En este año se ha celebrado el Mundial de Fútbol y ha dejado una tentadora reflexión. Luego de un inexorable avance, muchas veces sin brillo, la selección francesa llegó a la final y se enfrentó a la selección croata que, con una gran fuerza de voluntad y devastada físicamente, había logrado también un puesto en el último encuentro de la Copa del Mundo.
Dentro de los catorce hombres que jugaron para el equipo francés se apreciaron claramente diversos orígenes: camerunés, maliense, martiniqués, guineano, argelino, portugués, alemán, angoleño, italiano, congoleño, togolés o español. A simple vista cinco blancos y seis negros o mulatos saltaron al terreno de juego para conquistar el segundo trofeo para Francia.
Por su parte, la selección croata contó en sus filas con una gran mayoría de jugadores con raíces croatas, uno de ellos nacido en Bosnia y Herzegovina y el otro en Suiza. En conclusión, el mundial se dirimió entre un multiétnico grupo de deportistas y otro culturalmente uniforme.

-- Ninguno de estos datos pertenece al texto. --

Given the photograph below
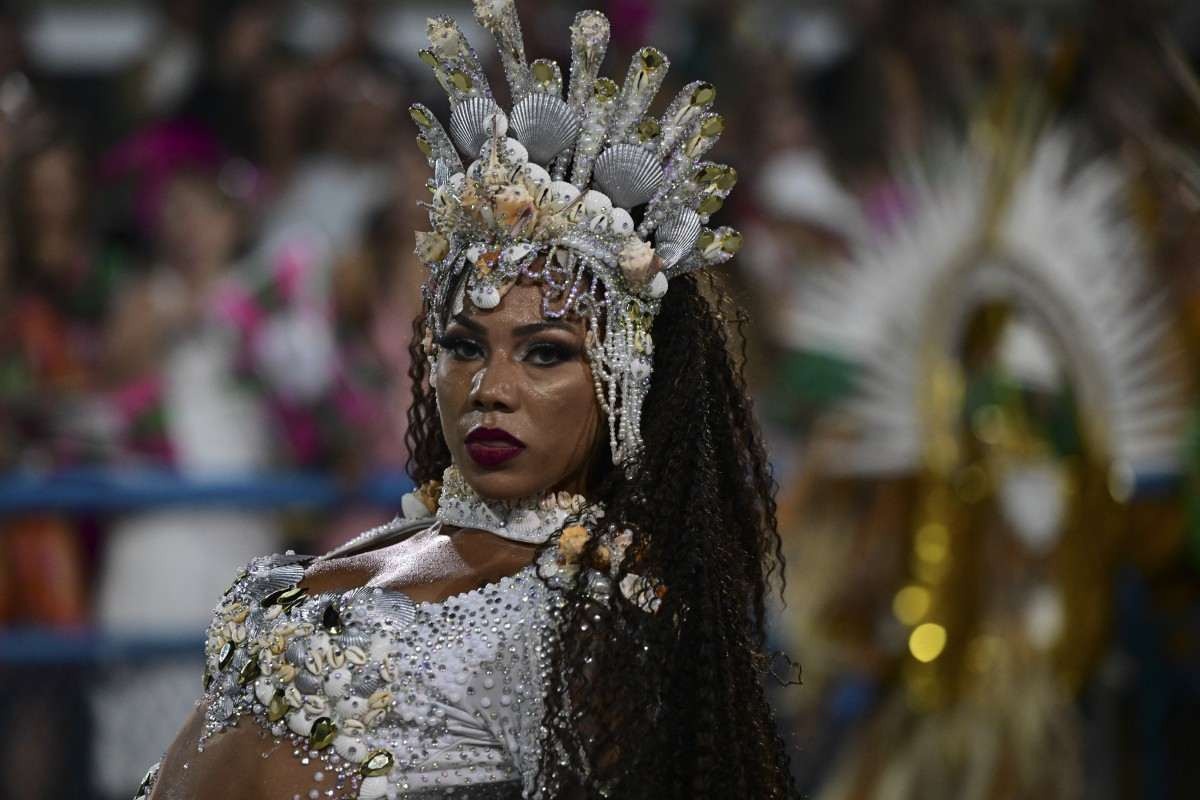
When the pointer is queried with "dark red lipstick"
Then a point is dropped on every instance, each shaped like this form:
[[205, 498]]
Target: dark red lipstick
[[492, 446]]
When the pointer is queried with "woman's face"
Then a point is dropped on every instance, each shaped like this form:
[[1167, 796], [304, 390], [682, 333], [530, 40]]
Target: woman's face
[[515, 394]]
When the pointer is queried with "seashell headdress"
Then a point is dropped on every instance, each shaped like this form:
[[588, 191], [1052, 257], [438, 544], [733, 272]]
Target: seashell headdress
[[616, 199]]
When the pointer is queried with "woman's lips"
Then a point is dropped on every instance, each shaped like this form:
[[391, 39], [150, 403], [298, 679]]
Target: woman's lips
[[492, 446]]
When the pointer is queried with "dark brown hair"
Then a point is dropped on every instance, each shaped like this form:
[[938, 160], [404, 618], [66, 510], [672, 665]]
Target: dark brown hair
[[669, 704]]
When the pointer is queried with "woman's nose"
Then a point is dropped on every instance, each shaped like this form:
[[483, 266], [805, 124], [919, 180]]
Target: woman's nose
[[493, 388]]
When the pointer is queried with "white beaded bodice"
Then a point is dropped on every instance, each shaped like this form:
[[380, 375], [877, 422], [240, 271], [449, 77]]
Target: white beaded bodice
[[381, 696]]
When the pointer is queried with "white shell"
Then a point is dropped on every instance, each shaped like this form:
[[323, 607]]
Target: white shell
[[622, 221], [658, 286], [264, 691], [514, 151], [373, 787], [499, 120], [300, 722], [597, 202], [677, 236], [628, 174], [538, 173], [468, 124], [516, 252], [351, 749], [336, 683], [413, 507], [351, 707], [563, 193], [486, 296], [546, 125]]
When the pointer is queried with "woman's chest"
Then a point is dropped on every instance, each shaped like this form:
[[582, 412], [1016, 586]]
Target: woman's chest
[[367, 681]]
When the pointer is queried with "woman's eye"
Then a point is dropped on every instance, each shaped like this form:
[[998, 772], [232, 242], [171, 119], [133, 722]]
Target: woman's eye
[[460, 348], [547, 355]]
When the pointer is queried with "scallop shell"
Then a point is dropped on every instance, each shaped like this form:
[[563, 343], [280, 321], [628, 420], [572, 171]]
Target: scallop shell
[[628, 174], [677, 236], [280, 577], [366, 684], [306, 683], [468, 124], [658, 286], [622, 222], [545, 125], [295, 653]]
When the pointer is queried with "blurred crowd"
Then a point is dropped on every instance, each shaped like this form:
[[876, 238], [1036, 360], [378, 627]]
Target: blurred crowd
[[205, 242]]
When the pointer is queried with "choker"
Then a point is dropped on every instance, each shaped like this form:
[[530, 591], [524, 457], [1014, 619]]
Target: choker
[[531, 519]]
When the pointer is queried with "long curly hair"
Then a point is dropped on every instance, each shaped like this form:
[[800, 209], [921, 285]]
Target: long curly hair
[[666, 704]]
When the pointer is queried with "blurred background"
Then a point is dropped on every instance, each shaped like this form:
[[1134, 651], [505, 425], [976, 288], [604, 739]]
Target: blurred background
[[972, 265]]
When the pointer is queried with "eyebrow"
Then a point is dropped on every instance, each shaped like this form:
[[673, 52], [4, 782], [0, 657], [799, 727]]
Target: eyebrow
[[533, 328], [521, 330]]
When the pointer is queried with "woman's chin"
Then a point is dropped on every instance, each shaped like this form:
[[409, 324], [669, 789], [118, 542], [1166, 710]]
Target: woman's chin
[[501, 483]]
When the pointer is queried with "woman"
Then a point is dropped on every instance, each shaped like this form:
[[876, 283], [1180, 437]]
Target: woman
[[583, 617]]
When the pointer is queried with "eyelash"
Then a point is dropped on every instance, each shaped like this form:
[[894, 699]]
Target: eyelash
[[557, 353]]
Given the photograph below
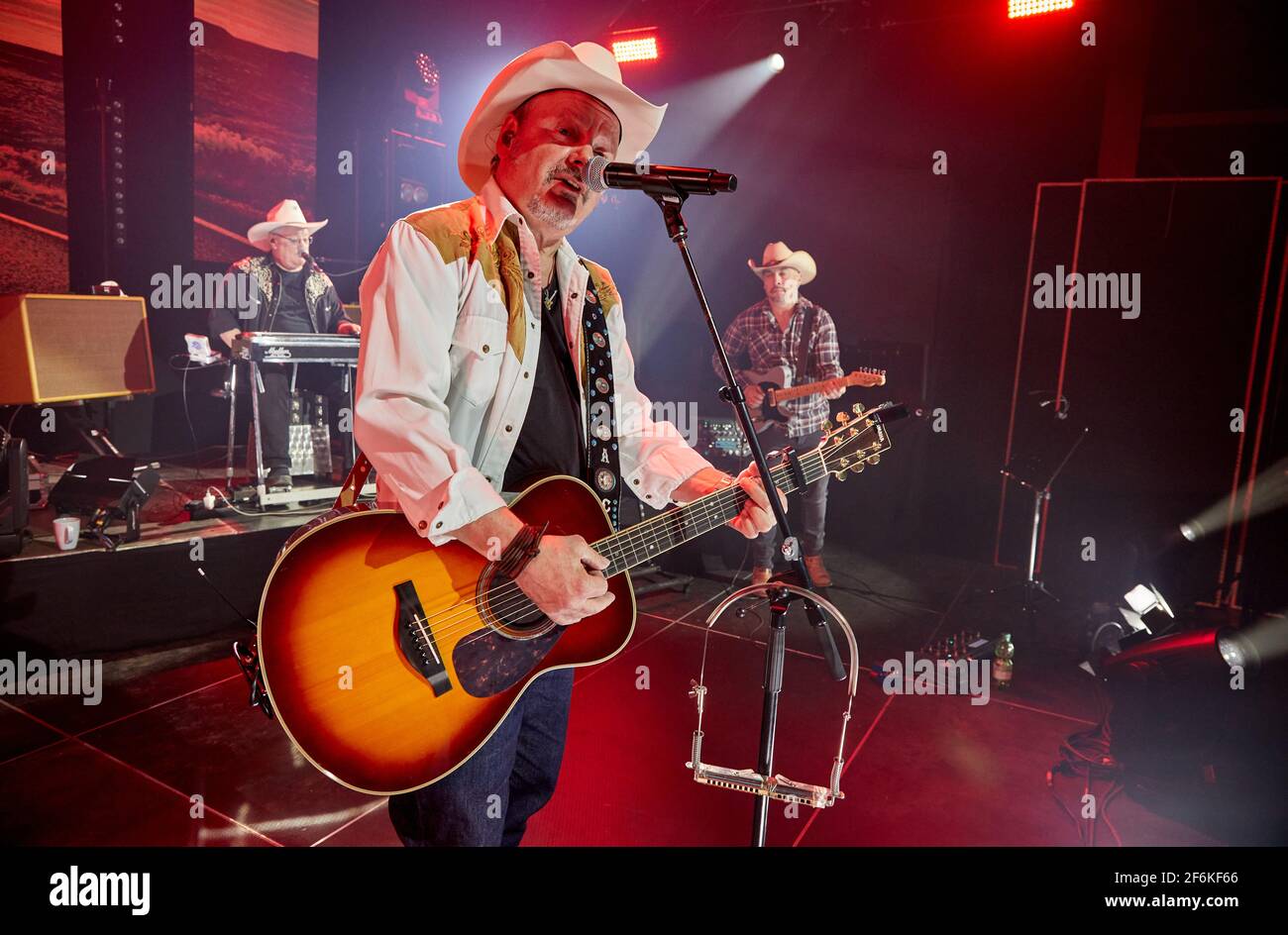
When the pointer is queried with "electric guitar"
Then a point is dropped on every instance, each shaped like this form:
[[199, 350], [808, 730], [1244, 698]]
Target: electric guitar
[[390, 661], [774, 381]]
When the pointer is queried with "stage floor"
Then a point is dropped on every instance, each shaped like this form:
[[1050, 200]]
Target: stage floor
[[174, 724]]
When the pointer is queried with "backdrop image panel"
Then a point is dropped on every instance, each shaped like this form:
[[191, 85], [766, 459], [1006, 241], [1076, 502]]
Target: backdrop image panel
[[254, 117], [33, 202]]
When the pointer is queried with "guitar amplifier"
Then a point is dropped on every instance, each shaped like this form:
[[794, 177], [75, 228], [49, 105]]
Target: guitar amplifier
[[59, 348]]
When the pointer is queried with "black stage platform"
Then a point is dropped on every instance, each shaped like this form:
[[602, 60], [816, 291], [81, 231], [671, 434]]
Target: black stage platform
[[174, 723]]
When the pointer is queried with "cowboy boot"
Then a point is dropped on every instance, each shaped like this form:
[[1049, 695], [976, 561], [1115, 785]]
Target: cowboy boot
[[816, 571]]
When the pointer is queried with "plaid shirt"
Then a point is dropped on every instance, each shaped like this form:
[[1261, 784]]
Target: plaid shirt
[[755, 342]]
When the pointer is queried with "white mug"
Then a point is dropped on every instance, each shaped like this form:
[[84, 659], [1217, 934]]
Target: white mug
[[67, 532]]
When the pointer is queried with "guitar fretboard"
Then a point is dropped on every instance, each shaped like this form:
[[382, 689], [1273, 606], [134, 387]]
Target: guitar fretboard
[[644, 541]]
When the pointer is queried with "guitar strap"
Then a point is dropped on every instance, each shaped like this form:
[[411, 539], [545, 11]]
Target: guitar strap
[[353, 483], [800, 375], [603, 467]]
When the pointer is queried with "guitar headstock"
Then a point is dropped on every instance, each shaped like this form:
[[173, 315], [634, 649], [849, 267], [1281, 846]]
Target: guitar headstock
[[855, 442]]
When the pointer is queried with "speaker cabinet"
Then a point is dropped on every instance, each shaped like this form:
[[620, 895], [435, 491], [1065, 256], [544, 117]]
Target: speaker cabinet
[[59, 348]]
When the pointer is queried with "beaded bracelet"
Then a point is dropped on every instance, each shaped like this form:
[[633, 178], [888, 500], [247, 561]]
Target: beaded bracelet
[[523, 548]]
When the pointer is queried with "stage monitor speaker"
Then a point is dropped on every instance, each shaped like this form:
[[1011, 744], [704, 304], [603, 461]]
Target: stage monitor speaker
[[60, 348]]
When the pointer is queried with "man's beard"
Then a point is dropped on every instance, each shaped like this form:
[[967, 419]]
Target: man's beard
[[550, 215]]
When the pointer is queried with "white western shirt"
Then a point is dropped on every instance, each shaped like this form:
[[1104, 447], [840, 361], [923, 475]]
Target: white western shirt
[[450, 344]]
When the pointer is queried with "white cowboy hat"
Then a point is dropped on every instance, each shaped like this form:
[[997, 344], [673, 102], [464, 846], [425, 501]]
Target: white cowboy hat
[[282, 214], [778, 254], [584, 67]]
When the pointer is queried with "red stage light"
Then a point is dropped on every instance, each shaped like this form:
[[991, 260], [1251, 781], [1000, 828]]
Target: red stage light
[[1030, 8], [639, 50]]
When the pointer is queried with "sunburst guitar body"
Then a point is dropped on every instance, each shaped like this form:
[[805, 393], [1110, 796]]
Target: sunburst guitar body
[[390, 661]]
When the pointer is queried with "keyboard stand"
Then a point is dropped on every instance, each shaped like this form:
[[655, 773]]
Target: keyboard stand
[[257, 382]]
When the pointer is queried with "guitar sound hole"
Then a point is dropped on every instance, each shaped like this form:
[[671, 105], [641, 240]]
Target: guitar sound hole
[[507, 609]]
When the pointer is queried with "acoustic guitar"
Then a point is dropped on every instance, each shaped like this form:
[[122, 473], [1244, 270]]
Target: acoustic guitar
[[390, 661], [774, 381]]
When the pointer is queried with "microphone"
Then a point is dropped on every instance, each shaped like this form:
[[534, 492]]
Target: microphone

Antes del partido parecía una quimera que los poderosos blues cayeran ante los desgastados “fieros”. Sin embargo, los croatas comenzaron mejor. Como algo previamente decidido los franceses abrieron el marcador con un autogol, el elenco balcánico lo empató poco después con más pasión que estrategia. Durante aproximadamente toda la primera parte la batalla fue pareja, luego fueron llegando los demoledores goles galos. Con el resultado definido de 4 a 1 el portero y capitán francés regala un gol para darle algo más de suspenso al juego, pero la final ya estaba sentenciada: Francia campeón del mundo.
Este encuentro deportivo cae en el momento justo; representa una década en donde políticamente se ponen de manifiesto diferentes reacciones a una imparable globalización cargada de desequilibrios que esperan ser asimilados y gestionados.
Las arrastrantes fuerzas políticas arrastradas por sociedades cada vez más abiertas muchas veces dejan crecer el juego del rival nacionalista, e incluso se meten autogoles. Al igual que los jugadores franceses, tienen la suerte de contar con la inercia de la historia, pero no por eso se pueden confiar; el equipo “puro” no para de atacar. El futuro aguanta y cansa al adversario, solo así se volverá progreso y, como el campeón del mundo, podrá liquidar el match.
He aquí el juego más antiguo: el del Templo de Jano, cuyas puertas deben estar cerradas para poder abrirse.